Studies were mainly of moderate to high quality, with most studies fulfilling five to seven of the seven quality criteria. Note that blinding was not practical in some trials. Table 2 shows the quality of the included trials. Four studies only fulfilled four of the criteria, while ten fulfilled five criteria, seven fulfilled six criteria, and seven fulfilled seven criteria. As shown in Table 2 many studies had one or more arms with losses to follow-up of 20% or more.

Table 2 Quality of included trials.

Results

HbA1c

Figure 2 shows the meta-analysis of the percentage change in HbA1c for the GLP-1 agonist trials in comparison with placebo. It can be seen that all GLP-1 agonists significantly reduced HbA1c, with reductions ranging from 0.62% to 1.16%. Two studies[24, 26] could not be included in the meta-analysis due to insufficient details reported. Gill 2010[26] compared exenatide 10 µg twice daily versus placebo. The mean difference between groups was not significant (0.3% SD 1.06). However, this trial was a small, short term trial powered to detect differences in mean 24-hr heart rate (not HbA1c). Nauck 2009[24] compared taspoglutide at doses of 5 mg, 10 mg and 20 mg once weekly, and 10 mg and 20 mg once every two weeks, and found all doses changed significantly compared to placebo. This study could not be included in the meta-analysis because of lack of data on standard deviations (SDs) or standard errors (SEs).

Figure 2
figure 2

Change in HbA1c (%): GLP-1agonists versus placebo.

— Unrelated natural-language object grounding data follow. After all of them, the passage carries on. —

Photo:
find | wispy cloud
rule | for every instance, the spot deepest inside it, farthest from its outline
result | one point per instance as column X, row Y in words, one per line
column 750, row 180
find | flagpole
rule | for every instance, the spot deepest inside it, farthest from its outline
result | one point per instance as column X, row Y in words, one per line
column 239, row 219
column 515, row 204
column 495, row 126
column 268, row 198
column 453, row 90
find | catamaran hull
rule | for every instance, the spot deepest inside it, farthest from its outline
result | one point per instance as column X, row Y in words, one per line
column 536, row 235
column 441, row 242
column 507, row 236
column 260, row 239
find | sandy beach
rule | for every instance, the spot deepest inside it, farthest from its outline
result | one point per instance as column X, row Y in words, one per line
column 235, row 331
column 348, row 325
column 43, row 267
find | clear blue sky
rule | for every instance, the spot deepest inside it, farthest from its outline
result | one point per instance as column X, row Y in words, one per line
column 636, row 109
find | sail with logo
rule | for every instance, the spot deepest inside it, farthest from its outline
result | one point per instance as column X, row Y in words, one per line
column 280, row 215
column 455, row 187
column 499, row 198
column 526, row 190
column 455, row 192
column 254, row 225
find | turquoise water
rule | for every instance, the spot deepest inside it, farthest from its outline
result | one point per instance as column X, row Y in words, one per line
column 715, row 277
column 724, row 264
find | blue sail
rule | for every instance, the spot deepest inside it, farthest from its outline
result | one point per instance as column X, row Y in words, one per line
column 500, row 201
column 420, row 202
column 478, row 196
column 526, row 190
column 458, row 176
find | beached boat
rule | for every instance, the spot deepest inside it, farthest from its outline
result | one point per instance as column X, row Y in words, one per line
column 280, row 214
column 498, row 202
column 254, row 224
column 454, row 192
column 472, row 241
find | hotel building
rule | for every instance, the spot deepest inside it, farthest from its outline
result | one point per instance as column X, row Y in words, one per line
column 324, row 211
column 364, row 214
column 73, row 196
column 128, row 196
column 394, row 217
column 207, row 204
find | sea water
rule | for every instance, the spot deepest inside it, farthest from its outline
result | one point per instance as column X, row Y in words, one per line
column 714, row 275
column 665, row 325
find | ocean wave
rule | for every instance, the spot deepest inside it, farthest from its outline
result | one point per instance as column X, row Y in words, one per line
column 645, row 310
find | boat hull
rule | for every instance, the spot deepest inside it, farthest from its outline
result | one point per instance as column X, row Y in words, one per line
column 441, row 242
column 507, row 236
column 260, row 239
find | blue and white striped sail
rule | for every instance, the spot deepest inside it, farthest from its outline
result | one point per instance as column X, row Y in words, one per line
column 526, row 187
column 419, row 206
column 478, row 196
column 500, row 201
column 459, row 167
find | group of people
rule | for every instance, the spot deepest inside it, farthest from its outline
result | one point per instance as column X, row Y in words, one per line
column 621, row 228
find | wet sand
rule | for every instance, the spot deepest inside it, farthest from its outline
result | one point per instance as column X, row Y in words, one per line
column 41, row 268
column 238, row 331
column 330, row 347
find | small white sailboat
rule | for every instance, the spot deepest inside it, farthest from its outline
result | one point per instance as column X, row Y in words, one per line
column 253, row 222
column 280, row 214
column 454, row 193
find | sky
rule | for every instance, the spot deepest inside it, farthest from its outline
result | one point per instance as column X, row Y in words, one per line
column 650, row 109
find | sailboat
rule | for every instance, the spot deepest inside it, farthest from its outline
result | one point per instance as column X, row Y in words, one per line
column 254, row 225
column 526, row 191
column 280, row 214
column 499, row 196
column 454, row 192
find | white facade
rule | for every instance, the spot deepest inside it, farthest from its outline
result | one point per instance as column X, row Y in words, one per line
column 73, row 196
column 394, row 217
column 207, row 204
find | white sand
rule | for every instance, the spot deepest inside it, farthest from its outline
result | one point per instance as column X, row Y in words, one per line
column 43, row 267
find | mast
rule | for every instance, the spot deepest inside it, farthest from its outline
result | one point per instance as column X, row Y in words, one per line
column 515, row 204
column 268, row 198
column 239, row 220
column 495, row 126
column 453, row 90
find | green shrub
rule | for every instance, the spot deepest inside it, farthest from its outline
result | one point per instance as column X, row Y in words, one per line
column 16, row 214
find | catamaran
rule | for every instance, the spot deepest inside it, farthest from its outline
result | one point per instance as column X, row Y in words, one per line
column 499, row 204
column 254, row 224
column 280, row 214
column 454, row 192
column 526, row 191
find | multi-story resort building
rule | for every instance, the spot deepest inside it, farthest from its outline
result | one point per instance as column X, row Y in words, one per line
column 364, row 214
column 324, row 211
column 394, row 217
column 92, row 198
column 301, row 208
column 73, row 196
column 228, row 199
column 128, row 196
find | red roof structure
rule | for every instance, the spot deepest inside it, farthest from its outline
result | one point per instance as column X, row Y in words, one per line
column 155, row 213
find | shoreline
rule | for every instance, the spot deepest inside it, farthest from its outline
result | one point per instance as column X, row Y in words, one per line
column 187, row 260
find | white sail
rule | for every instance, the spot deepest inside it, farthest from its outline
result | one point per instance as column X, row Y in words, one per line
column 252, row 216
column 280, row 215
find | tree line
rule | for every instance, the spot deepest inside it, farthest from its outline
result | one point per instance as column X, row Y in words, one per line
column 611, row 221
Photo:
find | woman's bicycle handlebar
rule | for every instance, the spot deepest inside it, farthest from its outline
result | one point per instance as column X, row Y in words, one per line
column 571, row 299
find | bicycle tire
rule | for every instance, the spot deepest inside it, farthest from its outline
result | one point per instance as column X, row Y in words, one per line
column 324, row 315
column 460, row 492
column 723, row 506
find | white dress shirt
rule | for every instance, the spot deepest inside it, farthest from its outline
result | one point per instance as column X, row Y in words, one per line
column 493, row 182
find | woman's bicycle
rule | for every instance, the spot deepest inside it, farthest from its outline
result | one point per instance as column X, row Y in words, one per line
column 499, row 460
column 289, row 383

The results of forest plots of GLP-1 agonists against active comparators are shown in Figure 3. Derosa 2010[27] could not be included due to insufficient details (SDs) reported.

Figure 3
figure 3

Change in HbA1c (%): GLP-1 agonists versus active comparators.

GLP-1 agonists versus insulin

Six RCTs[28–33] compared exenatide (10µg twice daily) with insulin (BIAsp, glargine or mixed insulin regimens), one[34] compared long acting exenatide (2 mg once weekly) with glargine and one[35] compared liraglutide with glargine. Two studies[28, 33] compared BIAsp 30 twice daily with exenatide twice daily. Nauck 2007[33] found a non significant difference in favour of exenatide, but Bergenstal 2009[28] reported a significantly greater reduction in HbA1c with BIAsp 30 twice daily (1.0%, p < 0.00001) and once daily (0.59%, p = 0.003). Bergenstal 2009 was sponsored by Novo Nordisk, the manufacturer of BIAsp30, and the study by Nauck 2007 was sponsored by Lilly, the manufacturer of exenatide. The explanation for the highly significant heterogeneity of I2 = 96% between Bergenstal 2009 and Nauck 2007 may reflect differences in baseline HbA1c (10.2% vs. 8.6%) and BMI (33.8 vs. 30.4) respectively.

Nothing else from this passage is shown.